Suppose you have a table where each row represents a widget, and another
table in which zero or more rows may refer to each widget, representing
a set of values for some property of that widget. For example:
create table widgets (
widget_id serial primary key,
widget_name text unique
);
create table widget_flags (
widget_id integer not null references widgets,
flag_name text unique not null,
flag_value integer not null,
flag_colour text not null
);
Given these tables, it's easy to fetch all of a widget's flags given its
id. Joining the two tables using widget_id would allow the widget's own
data to be fetched with its flags, but it would result in as many rows
for a widget as it had flags. I've often wished I could fetch all the
flag data within a single row.
For various (well-known) reasons, it's a bad idea to store data
in array columns, but using an array aggregate to read from the
widget_flags table would be a neat way to stuff many rows' worth of data
into a single column. For example, one could do something like:
> select widget_id,array_agg(flag_colour) from widget_flags
> group by widget_id;
widget_id | array_agg
-----------+------------------
1 | {blue,red,green}
(1 row)
But that's just one column, and what I really wanted was an array of
arrays representing the values in each row. Because of various quirks of
PostgreSQL's array implementation, I haven't found a truly satisfactory
solution, but the definition of array_accum in the documentation semeed
a reasonable starting point:
CREATE AGGREGATE array_accum (anyelement)
(
sfunc = array_append,
stype = anyarray,
initcond = '{}'
);
To create an array of arrays, I changed anyelement argument to anyarray,
and changed the sfunc from array_append to array_cat. The stype remained
unaltered. Unfortunately, that wasn't quite enough. A query like "select
aaa(array[a,b,c])" would return an array of values, not arrays. The only
way to fix that was to change the initcond to '{{0,0,0}}', which meant
that the first dummy element had to be removed afterwards.
CREATE FUNCTION allbutdummy(anyarray) RETURNS anyarray
AS $$select $1[2:array_upper($1,1)]$$ LANGUAGE 'SQL';
CREATE AGGREGATE aaa (anyarray)
(
sfunc = array_cat,
stype = anyarray,
finalfunc = allbutdummy,
initcond = '{{0,0,0}}'
);
With these definitions, I can do something like this:
> select widget_id,widget_name,
> (select aa(array[flag_name,flag_colour,flag_value::text])
> from widget_flags where widget_id=w.widget_id) as flags
> from widgets w;
widget_id | widget_name | flags
-----------+-------------+------------------------------------
1 | foo | {{a,blue,3},{b,red,4},{c,green,5}}
(1 row)
Unfortunately, this method has two major limitations.
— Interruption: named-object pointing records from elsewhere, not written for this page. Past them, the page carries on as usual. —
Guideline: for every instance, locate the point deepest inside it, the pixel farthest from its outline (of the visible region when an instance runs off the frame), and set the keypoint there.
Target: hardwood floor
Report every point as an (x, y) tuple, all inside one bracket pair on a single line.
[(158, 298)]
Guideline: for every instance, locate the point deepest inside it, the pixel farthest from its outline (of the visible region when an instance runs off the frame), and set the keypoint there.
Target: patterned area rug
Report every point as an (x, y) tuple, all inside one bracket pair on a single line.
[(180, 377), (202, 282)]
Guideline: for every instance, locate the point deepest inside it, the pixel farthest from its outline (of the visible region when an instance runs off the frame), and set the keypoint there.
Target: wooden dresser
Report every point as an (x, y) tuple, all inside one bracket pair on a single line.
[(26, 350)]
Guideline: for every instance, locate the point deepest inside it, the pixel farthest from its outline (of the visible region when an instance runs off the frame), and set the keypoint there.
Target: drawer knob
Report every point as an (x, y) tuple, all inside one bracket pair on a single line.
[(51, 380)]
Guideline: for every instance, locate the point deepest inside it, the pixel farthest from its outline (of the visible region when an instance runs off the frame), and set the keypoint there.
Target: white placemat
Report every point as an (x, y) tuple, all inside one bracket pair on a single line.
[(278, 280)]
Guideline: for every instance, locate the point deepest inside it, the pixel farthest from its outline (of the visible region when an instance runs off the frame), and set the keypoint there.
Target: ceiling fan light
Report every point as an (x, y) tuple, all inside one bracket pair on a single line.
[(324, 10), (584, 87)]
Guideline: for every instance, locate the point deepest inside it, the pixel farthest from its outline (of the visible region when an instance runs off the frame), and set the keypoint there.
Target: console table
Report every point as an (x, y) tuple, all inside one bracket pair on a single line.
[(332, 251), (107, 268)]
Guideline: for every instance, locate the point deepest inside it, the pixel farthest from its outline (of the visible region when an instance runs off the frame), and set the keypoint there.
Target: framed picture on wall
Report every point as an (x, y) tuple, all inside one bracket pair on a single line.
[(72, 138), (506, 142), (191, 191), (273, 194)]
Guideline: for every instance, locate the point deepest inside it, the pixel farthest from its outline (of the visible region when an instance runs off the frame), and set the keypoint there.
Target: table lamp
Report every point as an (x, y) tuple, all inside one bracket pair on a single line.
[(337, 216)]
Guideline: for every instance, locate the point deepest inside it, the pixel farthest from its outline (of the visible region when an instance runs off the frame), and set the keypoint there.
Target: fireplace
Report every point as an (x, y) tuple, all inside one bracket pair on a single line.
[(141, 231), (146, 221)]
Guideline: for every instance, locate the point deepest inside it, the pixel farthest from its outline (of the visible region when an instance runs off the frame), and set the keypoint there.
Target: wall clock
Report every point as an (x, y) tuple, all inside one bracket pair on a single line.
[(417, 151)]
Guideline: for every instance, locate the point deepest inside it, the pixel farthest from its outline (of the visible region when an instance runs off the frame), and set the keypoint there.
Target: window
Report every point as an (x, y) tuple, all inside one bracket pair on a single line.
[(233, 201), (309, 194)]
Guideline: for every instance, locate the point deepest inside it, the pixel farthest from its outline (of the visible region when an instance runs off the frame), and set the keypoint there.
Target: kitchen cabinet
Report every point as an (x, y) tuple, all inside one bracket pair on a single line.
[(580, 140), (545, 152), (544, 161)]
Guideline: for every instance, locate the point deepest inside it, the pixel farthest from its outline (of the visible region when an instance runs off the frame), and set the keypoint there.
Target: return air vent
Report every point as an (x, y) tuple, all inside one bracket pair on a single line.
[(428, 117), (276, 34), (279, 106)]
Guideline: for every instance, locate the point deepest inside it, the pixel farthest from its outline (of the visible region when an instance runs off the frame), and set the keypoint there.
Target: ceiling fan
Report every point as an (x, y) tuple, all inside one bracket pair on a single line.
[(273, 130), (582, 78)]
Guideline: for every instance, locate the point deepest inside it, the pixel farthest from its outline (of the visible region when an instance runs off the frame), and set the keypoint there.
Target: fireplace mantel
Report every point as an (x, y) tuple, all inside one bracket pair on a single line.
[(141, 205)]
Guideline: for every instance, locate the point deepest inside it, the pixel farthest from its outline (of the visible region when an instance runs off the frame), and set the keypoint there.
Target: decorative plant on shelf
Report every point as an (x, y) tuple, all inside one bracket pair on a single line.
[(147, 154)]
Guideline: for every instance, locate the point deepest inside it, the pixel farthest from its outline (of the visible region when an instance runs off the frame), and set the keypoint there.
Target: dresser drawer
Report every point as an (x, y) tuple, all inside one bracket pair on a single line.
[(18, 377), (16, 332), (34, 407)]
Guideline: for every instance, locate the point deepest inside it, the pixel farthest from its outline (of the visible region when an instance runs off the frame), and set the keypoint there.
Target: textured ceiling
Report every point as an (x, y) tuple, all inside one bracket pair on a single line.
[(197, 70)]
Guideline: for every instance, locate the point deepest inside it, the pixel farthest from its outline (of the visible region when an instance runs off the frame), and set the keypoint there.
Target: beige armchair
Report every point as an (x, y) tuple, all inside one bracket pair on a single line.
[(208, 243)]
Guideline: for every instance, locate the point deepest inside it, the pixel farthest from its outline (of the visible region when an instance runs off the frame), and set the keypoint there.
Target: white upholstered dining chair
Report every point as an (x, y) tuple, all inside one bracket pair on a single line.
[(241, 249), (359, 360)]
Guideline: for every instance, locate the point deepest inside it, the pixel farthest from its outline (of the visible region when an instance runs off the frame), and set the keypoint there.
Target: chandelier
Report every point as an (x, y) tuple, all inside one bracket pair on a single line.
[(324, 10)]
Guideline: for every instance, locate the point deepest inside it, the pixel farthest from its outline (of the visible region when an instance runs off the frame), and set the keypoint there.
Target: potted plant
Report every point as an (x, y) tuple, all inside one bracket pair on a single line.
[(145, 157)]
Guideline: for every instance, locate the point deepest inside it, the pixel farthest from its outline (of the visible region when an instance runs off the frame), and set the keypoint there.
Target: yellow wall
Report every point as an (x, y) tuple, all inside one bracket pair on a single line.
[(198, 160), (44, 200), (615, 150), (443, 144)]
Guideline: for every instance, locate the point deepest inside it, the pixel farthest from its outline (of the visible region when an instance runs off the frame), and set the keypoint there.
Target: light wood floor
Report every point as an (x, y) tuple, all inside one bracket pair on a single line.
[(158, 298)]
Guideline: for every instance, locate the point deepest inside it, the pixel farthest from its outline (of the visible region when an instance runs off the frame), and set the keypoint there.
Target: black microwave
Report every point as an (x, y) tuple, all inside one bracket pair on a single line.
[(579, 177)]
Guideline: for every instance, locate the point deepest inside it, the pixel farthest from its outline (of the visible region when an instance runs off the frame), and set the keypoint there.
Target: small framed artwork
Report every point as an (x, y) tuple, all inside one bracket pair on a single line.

First, arrays in
Postgres must contain values of the same type, so one is forced to cast
some values to maintain compatibility (flag_value has been cast to text
in the example above). A more serious problem is that the three-element
array specified in the initcond forces every accumulated array to have
exactly three elements. I have found no better way to work around this
than to create a family of aggregate functions: aaa4, aaa5, ….
Thanks to RhodiumToad on IRC for helping me work out the details of this
hack.